Other communities also have aired various concerns about the rail improvements and what some officials see as possible harm to smooth traffic flow and safety.

In Johnson County, for instance, Edinburgh director of utilities John Drybread wrote to the transportation board asking for a study of how more train traffic will impact emergency vehicles being able to cross the rail lines, which bisect that small town.

Even the existing amount of train traffic caused headaches for some morning commuters heading to and from downtown Columbus as recently as a few weeks ago.

But those weekday traffic woes seem to have eased for now.

Michael Stolzman, president of the L&I Railroad, said Thursday that one particularly troublesome train with 100 rail cars that had crossed the State Road 46 tracks at roughly 8:15 a.m. many weekday mornings has been rescheduled with the help of CSX to pass through Columbus around 3 p.m. instead.

“We’re doing our best to schedule trains in a way that keeps them away from SR 46 during peak commuting times,” he said. “We’re trying to be a good corporate partner.

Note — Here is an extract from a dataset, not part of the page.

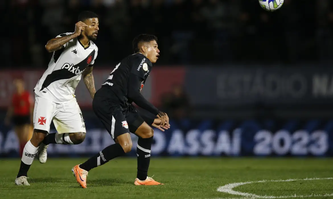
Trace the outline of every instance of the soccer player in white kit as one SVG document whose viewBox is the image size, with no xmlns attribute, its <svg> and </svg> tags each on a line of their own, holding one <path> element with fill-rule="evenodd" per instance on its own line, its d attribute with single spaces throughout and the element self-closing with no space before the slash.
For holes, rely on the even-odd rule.
<svg viewBox="0 0 333 199">
<path fill-rule="evenodd" d="M 97 37 L 98 17 L 85 11 L 78 19 L 74 32 L 58 35 L 45 46 L 53 54 L 34 90 L 34 132 L 23 150 L 17 185 L 30 185 L 28 171 L 36 155 L 41 163 L 46 161 L 49 144 L 78 144 L 85 137 L 84 121 L 74 92 L 81 76 L 92 98 L 96 92 L 92 71 L 98 48 L 92 40 Z M 49 133 L 51 120 L 57 132 Z"/>
</svg>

We’re a pretty easy company to work with, and Columbus is one place we didn’t want a train coming through at 8 a.m. or 9 a.m.”

Stolzman said the railroads remain confident of winning formal approval for their overall project early next year.

“God bless bureaucracy and our federal government. We thought we were done and everyone had agreed, and then they (the environmental office) asked for more information at the very end. We have already replied and sent back eight more pages of information adding to the 400-page document they already had. We don’t see a single thing that would indicate this is not going to happen — but exactly when is up to the federal government.”

Stolzman said he doubts the additional review takes the maximum six months that the transportation panel warned was possible. He said the aging truss bridge in Columbus isn’t targeted for removal until 2015 at the earliest, however.

Even faster speeds would be possible if L&I could realign tracks to eliminate curves approaching the bridge near Noblitt Park and 17th Street, the rail line president said, “but I don’t see that happening now.”

Columbus city officials have said one long-term and expensive solution to fix State Road 46 rail congestion would be to build an overpass over the highway.

“Such an overpass will take years to plan and build and require significant resources,” Brown, the CAMPO director said. “A realignment of the railroad might make it easier and cheaper to build such an overpass.”

Kate Knable of The (Johnson County) Daily Journal, a sister paper to The Republic, contributed to this report.